Ce budget, qui s'élève à 765 millions d'euros, marque une diminution de 35 millions d'euros par rapport à 2025, représentant une baisse de 4%. Les douze représentants de la gauche, traditionnellement en position d'abstention, ont cette fois voté contre le projet, une rareté qui souligne leur indignation.
Les raisons de telles coupes budgétaires
Cette stratégie d'économies est justifiée par la situation financière dégradée du Département. Parmi les points saillants du plan figurent : une diminution de 10 à 20% des aides aux associations, la suppression d'environ cent postes, et une réduction de 15% des subventions destinées aux communes.
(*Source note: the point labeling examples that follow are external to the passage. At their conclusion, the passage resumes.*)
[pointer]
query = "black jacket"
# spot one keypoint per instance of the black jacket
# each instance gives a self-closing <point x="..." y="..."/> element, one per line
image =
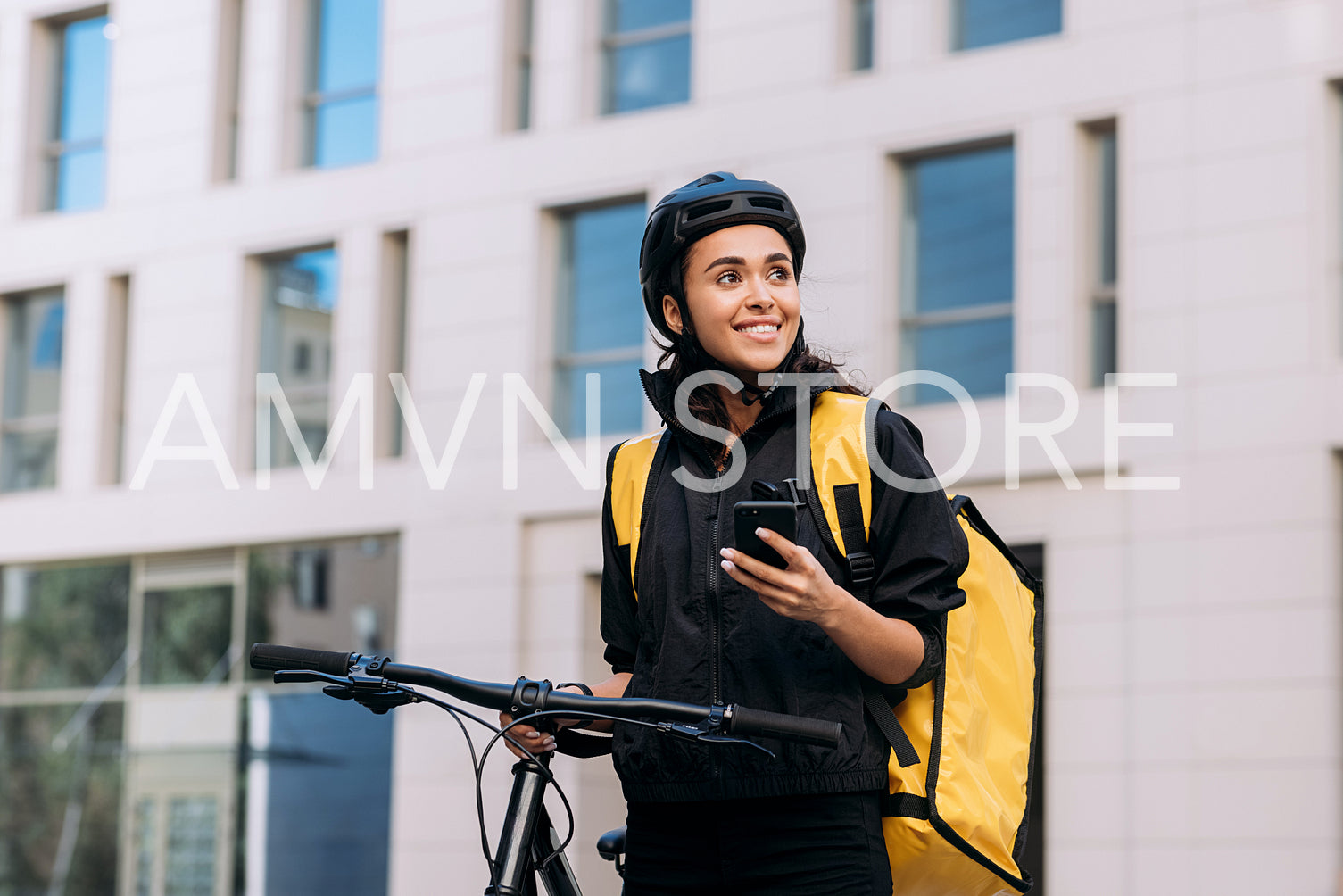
<point x="694" y="635"/>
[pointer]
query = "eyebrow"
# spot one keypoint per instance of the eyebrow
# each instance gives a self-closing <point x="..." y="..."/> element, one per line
<point x="737" y="260"/>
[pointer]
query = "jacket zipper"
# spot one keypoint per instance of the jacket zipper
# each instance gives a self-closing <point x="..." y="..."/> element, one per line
<point x="715" y="600"/>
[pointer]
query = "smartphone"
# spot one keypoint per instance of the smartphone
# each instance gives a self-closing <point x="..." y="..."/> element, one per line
<point x="749" y="516"/>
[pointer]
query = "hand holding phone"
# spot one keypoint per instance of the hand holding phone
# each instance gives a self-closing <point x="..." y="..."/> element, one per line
<point x="778" y="516"/>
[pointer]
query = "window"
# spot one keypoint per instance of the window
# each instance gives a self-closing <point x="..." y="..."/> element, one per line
<point x="646" y="54"/>
<point x="1104" y="250"/>
<point x="114" y="380"/>
<point x="220" y="779"/>
<point x="861" y="35"/>
<point x="74" y="151"/>
<point x="981" y="23"/>
<point x="601" y="317"/>
<point x="523" y="18"/>
<point x="62" y="635"/>
<point x="31" y="412"/>
<point x="295" y="343"/>
<point x="958" y="269"/>
<point x="342" y="101"/>
<point x="228" y="87"/>
<point x="394" y="313"/>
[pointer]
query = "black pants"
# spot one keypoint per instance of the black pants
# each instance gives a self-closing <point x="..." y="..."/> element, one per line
<point x="824" y="845"/>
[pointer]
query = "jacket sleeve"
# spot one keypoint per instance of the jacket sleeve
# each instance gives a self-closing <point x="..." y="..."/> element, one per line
<point x="619" y="619"/>
<point x="919" y="548"/>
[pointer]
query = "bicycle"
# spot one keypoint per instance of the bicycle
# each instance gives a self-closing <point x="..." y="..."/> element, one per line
<point x="529" y="847"/>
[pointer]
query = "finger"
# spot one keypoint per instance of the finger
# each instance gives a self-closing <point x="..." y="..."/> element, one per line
<point x="786" y="548"/>
<point x="758" y="568"/>
<point x="774" y="595"/>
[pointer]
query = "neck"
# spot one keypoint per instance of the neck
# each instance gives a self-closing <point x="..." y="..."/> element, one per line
<point x="742" y="415"/>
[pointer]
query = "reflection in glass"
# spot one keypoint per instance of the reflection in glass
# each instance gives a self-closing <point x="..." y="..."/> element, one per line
<point x="959" y="269"/>
<point x="646" y="54"/>
<point x="601" y="324"/>
<point x="186" y="635"/>
<point x="59" y="794"/>
<point x="191" y="847"/>
<point x="633" y="15"/>
<point x="76" y="151"/>
<point x="975" y="353"/>
<point x="62" y="626"/>
<point x="311" y="844"/>
<point x="651" y="74"/>
<point x="295" y="344"/>
<point x="34" y="348"/>
<point x="962" y="207"/>
<point x="343" y="85"/>
<point x="333" y="595"/>
<point x="981" y="23"/>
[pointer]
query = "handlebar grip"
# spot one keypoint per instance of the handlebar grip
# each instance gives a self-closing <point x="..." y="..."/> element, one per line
<point x="277" y="656"/>
<point x="774" y="725"/>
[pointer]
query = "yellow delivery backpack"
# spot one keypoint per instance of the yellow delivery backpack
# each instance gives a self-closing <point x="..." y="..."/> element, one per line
<point x="963" y="746"/>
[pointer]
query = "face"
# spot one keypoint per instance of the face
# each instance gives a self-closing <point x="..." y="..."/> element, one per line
<point x="742" y="297"/>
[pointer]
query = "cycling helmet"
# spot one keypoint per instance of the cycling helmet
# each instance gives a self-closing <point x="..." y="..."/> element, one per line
<point x="699" y="209"/>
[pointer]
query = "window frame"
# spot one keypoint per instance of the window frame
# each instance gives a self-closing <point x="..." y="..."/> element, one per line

La rétrogradation de la maintenance routière et l'annulation du festival de musique de Sully-sur-Loire sont également notables.
Les voix de l'opposition s'élèvent
Les élus de gauche décrient une volonté systématique d'économiser sans prendre en compte les besoins réels de la population. Pour Mathieu Gallois du PCF, des économies réalisées sur le dos des CCAS (Centres Communaux d'Action Sociale) soulignent des choix discutables. "C'est particulièrement préoccupant", estime-t-il, pointant des restrictions dans l'aide pour les produits de première nécessité.
Parallèlement, Hugues Raimbourg, un élu écologiste, évoque des dépenses non essentielles qui échappent à cette logique austéritaire, comme celles accordées à certains collèges privés ou à l'aéroport de Saint-Denis-de-l'Hôtel, ce qui soulève des interrogations éthiques sur les priorités du Département.
Légitimité des choix budgétaires ?
Pour sa part, Marc Gaudet, président (UDI) du Département, défend ces décisions comme étant "responsables". "Nous avons fait le nécessaire pour améliorer notre situation financière", indique-t-il, tout en précisant que les dépenses liées à la protection de l'enfance resteront intactes.
Toutefois, ces coupes sont perçues par l'opposition comme des reculades face aux enjeux sociaux actuels. Vanessa Slimani (PS) met en avant le fait que ces économies pourraient fragiliser les associations et les services d'insertion nécessaires en période de crise.
Face à ces critiques, Gaudet répond que l'opposition n'apporte pas de solutions alternatives viables. Alors que la bataille pour l'équilibre budgétaire se poursuit, les répercussions de ces choix restent au cœur des débats dans le Loiret.